Diane Coyle has suggested that this trend has accelerated with the expansion of online access enabling households to perform DIY digital intermediation tasks that were formerly purchased in the market economy.[2] One example is holiday bookings that were once booked in person in high street travel agents but now are booked by the traveller via the internet with little or no involvement with a travel agent.  Another activity that households now perform is online banking. The production of digital products by the household replaces market-intermediated services, removing them from GDP. Coyle notes that unlike the production of goods by households which are included in GDP, the production of services by households for their own consumption are excluded.

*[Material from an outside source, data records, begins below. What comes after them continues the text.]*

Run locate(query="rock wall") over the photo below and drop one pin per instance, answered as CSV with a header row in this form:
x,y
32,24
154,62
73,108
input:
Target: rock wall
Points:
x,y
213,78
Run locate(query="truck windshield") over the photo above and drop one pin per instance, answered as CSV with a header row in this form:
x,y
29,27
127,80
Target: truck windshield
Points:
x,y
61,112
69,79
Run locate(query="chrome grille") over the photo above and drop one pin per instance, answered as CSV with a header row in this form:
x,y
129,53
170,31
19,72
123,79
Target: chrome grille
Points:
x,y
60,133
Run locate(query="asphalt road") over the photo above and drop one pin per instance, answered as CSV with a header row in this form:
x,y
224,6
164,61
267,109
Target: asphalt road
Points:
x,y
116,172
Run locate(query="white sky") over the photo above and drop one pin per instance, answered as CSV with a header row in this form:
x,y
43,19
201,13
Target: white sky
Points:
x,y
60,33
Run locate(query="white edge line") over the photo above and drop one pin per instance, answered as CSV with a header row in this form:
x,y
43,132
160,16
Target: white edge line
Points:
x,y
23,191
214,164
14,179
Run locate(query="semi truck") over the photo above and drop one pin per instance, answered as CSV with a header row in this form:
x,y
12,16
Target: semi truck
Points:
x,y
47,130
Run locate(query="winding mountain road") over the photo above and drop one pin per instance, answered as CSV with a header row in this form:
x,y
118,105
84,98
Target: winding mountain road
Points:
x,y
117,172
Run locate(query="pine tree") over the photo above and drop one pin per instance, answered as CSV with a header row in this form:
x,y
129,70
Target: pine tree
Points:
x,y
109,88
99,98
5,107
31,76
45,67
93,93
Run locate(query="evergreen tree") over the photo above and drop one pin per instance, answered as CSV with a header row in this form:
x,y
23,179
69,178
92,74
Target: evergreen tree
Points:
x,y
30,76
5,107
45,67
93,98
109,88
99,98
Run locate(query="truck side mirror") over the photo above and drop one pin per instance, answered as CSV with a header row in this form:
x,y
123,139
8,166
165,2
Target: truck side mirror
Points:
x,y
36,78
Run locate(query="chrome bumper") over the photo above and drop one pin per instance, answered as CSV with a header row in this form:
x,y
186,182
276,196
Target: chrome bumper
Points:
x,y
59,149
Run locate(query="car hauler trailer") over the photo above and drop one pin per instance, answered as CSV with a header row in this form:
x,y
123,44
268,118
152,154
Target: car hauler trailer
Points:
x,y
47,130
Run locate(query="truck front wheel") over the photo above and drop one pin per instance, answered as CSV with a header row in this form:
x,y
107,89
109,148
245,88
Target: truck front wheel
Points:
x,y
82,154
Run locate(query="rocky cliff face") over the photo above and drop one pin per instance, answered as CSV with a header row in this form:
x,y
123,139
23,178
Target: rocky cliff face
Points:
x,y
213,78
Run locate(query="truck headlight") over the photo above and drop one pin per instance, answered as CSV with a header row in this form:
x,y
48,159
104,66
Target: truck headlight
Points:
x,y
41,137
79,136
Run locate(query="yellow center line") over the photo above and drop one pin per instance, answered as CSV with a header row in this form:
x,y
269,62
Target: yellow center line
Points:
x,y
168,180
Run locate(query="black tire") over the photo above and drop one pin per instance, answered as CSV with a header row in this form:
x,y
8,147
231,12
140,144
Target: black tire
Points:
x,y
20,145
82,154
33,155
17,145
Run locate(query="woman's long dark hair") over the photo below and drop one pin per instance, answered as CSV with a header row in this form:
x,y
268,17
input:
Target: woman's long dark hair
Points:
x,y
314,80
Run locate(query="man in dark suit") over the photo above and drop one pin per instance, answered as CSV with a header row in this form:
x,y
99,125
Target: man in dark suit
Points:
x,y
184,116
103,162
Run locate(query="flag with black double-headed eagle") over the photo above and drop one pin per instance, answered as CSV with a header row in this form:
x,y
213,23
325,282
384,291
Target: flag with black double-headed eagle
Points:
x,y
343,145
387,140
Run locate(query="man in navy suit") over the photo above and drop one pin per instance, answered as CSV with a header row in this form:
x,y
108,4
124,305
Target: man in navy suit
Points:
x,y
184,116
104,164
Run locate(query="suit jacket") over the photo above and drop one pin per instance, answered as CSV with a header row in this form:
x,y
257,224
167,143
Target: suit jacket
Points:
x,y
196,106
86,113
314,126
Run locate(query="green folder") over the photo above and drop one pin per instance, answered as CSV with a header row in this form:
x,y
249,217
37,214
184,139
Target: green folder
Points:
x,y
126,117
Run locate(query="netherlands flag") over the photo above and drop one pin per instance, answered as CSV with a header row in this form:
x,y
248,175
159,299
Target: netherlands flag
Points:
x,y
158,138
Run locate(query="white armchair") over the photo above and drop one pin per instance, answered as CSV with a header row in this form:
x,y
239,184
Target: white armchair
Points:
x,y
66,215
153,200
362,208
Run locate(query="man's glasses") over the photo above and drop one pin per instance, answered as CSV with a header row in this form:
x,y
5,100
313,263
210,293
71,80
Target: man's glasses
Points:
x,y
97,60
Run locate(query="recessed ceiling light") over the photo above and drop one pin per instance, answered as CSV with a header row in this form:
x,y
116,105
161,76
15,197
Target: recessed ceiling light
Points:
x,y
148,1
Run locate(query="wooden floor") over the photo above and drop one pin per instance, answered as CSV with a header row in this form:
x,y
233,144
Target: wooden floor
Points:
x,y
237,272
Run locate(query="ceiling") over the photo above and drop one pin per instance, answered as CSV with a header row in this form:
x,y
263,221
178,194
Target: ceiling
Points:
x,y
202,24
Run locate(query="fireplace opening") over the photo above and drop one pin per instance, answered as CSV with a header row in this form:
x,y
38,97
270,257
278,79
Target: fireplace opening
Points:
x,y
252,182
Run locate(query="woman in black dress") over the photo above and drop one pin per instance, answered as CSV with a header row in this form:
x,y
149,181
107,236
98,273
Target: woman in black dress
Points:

However, boundary shifts also occur in the other direction. It is apparent that low productivity service activities that were formerly undertaken informally the household economy and are now being outsourced to the formal economy and purchased by households and therefore now contribute to GDP. One example would be personal grooming (e.g. beauticians, ‘Turkish barbers’). Another is lifestyle activities (e.g. fitness, coaching). A third is food – particularly take-ways and coffee shops. Moreover, whereas in the past the consumer would perform the collection of the food themselves, increasingly the delivery is also outsourced. Similarly, online shopping involves the transfer of both the product selection activity and the delivery of the purchases to the market. This could also drive down productivity.

The scale of these changes is very apparent in every high street and local shopping centre across the country. For example, Sauchiehall Street, one of Glasgow’s major retail thoroughfares is now dominated by food outlets – bars, restaurants and take-aways. Very few retail units remain.  The increase in online shopping during COVID-19 has accelerated the shift of household-performed services to the market economy. For example, the Financial Times reports that Just East’s transactions have increased by 20% in recent weeks while Amazon spending jumped 82% in lockdown with average transactions up 18%.[3] No one is expecting online activity to return to pre-lockdown levels.

Two questions arise. First, what is the contribution of these substitutions across the production boundary to the observed slowdown in the UK’s productivity growth?  And second, are these changes more apparent in the UK than in other countries and hence able to explain the UK’s poorer productivity compared with its international competitors?



[2] file:///C:/Users/cm252t/Downloads/ESCoE-DP-2017-01.pdf

[3] Make the most of your saving in the time of pandemic, FT Money (Financial Times) 12th September 2020.